Below is my analysis with H_RISK being a count variable. How should I make changes to the syntax to reflect H_RISK being a count variable?
Thanks so much!
Title: HIV two part Data: FILE = OP_HIVriskbeh_LONG.dat; DATA TWOPART: NAMES = H_RISK; BINARY = binRisk; CONTINUOUS = contRisk;
VARIABLE: NAMES = ID time H_RISK H_BEH H_KNOW;
USEVARIABLES ARE ID time binRisk contRisk;
CATEGORICAL ARE binRisk;
MISSING = ALL (-999999);
cluster = ID; within = time;
Analysis: type = twolevel random;
MODEL: %within% S1| binRisk on time;
S2| contRisk on time;
binRisk with S1;
contRisk WITH S2;
binRisk with contRisk; binRisk with s2; contRisk with s1;
It says no dispersion but you may still need the hurdle part.

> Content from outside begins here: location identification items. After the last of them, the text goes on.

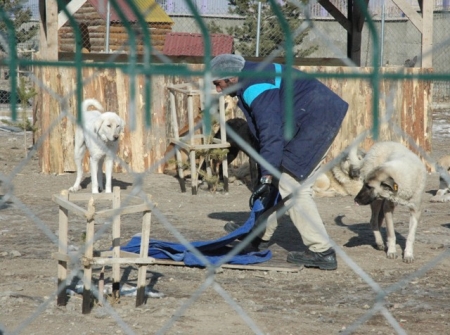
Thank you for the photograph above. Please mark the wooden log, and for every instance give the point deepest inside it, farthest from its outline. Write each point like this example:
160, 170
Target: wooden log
142, 271
116, 243
62, 249
87, 302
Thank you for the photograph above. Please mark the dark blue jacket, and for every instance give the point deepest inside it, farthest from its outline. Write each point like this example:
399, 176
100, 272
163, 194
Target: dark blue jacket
317, 117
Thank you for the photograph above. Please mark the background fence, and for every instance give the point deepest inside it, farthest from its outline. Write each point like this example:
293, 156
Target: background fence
324, 39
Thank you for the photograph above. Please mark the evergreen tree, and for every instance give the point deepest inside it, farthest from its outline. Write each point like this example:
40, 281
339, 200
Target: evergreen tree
271, 32
18, 15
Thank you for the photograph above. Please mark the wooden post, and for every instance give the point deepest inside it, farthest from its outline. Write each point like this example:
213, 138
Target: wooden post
101, 286
116, 244
173, 111
427, 34
88, 256
62, 248
48, 51
142, 272
194, 177
223, 140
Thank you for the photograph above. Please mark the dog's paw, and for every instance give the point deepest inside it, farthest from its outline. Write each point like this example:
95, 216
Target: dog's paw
380, 246
408, 259
75, 188
391, 255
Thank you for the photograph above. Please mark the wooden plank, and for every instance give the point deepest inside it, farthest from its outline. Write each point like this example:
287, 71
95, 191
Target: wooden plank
142, 272
121, 260
411, 13
62, 249
70, 206
116, 243
87, 196
87, 303
237, 267
427, 34
72, 7
124, 210
336, 13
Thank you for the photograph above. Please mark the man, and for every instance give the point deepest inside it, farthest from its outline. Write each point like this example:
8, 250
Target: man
317, 117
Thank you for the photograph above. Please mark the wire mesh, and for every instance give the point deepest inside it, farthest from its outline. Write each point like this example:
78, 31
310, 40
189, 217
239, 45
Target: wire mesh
318, 35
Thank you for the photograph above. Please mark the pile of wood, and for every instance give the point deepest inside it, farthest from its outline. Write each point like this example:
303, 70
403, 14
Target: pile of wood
93, 33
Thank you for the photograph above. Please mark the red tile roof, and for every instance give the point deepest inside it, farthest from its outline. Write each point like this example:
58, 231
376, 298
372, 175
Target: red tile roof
190, 44
153, 12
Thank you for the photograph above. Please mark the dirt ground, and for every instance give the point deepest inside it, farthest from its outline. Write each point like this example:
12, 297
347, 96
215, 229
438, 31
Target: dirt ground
308, 301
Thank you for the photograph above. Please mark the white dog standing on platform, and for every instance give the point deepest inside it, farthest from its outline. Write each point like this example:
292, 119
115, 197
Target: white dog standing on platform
99, 133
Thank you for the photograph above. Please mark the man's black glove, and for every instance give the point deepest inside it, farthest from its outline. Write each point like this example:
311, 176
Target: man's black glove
263, 191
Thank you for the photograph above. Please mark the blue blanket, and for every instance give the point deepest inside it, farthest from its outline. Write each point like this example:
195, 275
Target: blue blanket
213, 250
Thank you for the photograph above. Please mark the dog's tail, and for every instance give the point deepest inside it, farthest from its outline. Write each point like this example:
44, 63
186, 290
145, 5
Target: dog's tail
91, 102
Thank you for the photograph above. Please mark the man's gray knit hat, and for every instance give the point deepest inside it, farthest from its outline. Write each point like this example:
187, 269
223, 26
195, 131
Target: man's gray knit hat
226, 63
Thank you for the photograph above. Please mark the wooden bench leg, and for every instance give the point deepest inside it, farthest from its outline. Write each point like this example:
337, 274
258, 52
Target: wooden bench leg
87, 303
142, 272
116, 245
62, 248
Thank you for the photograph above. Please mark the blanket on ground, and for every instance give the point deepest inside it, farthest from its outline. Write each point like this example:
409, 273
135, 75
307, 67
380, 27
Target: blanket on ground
214, 250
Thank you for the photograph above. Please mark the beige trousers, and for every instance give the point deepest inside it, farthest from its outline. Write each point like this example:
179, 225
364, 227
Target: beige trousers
303, 213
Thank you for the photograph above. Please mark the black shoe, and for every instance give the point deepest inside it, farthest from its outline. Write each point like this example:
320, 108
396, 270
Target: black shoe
260, 244
231, 226
323, 260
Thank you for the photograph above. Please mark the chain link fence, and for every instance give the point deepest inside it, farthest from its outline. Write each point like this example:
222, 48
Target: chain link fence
319, 37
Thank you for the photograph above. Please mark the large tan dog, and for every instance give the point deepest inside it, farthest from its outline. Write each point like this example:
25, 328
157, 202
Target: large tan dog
99, 133
392, 175
443, 167
338, 180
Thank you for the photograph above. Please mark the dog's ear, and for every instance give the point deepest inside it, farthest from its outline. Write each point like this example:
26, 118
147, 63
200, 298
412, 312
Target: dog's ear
98, 124
122, 124
390, 183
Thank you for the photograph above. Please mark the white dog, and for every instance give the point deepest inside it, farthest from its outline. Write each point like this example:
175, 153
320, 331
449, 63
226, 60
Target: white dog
393, 175
99, 134
443, 167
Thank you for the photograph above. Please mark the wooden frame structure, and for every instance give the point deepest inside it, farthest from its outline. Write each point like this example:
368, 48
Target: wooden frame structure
114, 257
353, 23
193, 142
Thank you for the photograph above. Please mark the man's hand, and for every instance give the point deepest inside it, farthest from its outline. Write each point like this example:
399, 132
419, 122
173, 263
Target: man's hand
262, 191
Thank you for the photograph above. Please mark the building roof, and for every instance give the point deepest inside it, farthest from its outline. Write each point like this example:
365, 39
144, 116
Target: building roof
190, 44
152, 12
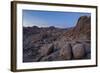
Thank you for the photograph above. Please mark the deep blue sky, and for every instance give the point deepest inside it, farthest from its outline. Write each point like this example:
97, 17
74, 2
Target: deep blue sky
51, 18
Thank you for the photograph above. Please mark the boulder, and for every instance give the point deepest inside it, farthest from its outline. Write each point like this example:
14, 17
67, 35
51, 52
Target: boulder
66, 52
78, 51
46, 49
52, 57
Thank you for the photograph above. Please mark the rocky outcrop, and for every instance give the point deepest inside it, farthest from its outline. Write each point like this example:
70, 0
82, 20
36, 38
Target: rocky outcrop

anonymous Z posted on Friday, November 10, 2017 - 5:48 pm
Dear Dr. Muthen,
Could you explain further? I assume that the reason to use the hurdle model is because the data are dispersed due to excess of zeros. If the data are not dispersed, is the hurdle model still necessary?
The negative binomial dispersion parameter is one more parameter than what the Poisson has. This handles a certain degree of overdispersion. But this is not the same as having a special model part for zeros like zero-inflated Poisson, zero-inflated negbin, or hurdle negbin. Zero-inflated adds a class of subjects at zero and hurdle also allows a special model part for zeros. Also, the zero class and the hurdle part can be regressed on its own covariates. In sum, negbin's dispersion parameter is different from hurdle modeling.